After writing my latest blog post about the black on black on black house I saw on Grand Designs NZ, I thought I’d dedicate this post to a similar, yet almost opposite extreme: The All White interior.
For some time now there has been a very strong trend to white interiors. Many years ago I had a client who loved white so much that she wanted to do an all white interior – this was even down to the buttoned leather sofa she had specially purchased for the apartment! Against my better judgment, and despite my attempts to break up the white at least a bit, my client was adamant she knew what she wanted, and so the all white interior went ahead…
The trouble wasn’t so much the white as it was the lighting. My client’s apartment was large, with massive glazing to take in both the stunning view and the sunlight. And so, with white everything, unless it was a particularly cloudy day you had to wear sunglasses inside the home. It was awful!

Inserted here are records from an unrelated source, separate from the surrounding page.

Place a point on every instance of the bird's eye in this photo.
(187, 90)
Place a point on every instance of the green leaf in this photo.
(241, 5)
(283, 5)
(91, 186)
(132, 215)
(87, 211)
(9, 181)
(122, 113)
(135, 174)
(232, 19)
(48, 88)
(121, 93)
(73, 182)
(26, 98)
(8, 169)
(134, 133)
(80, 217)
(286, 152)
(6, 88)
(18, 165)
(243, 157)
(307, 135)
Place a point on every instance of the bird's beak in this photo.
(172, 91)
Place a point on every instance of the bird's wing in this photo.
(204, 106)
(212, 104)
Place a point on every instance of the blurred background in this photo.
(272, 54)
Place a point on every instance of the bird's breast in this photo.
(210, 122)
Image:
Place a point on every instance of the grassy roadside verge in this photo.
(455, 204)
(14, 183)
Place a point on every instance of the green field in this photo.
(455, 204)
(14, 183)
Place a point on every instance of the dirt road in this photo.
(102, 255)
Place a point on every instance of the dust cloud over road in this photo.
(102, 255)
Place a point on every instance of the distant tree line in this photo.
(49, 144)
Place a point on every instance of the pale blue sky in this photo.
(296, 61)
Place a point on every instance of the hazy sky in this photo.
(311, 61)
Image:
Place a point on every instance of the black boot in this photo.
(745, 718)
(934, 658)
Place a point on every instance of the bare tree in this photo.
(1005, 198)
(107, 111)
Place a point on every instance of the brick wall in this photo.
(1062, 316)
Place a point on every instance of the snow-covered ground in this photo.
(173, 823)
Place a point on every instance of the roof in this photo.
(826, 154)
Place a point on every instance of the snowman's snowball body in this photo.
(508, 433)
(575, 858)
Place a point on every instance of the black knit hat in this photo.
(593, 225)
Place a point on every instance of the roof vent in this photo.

Frequently I am shown an interior from a magazine that a client desperately wants, and it’s all white. White walls, white cabinetry, and white counter tops. Although I agree that these all white kitchens look amazing in the magazines, this is where we need to stop and properly analyse the best way to go about recreating such a look. White interiors tend to photograph well, and are therefore really easy to publish in printed matter, but it is important to remember that things can look very different in real life.
When introducing an abundance of white into your home, you need to think about textures and products to warm up the clinical aspects of such a stark colour. We also need to look at the type of white, as different whites tend to have different hues, which in turn can have very different looks. Whites with a little bit of black in them, for example, tend to look very clinical, so if you were to add to that some basic downlights, you could suddenly feel as though you’re sitting in a retail setting rather than relaxing in your own home.
At the risk of beginning to sound like a broken record, deciding on a white interior is once again a very important time to consider lighting carefully. Get an expert to advise you on the ideal lighting plan for your home and colour scheme, and be sure to check in with an interior designer before you paint your walls. Unless, of course, you quite like wearing your sunnies indoors.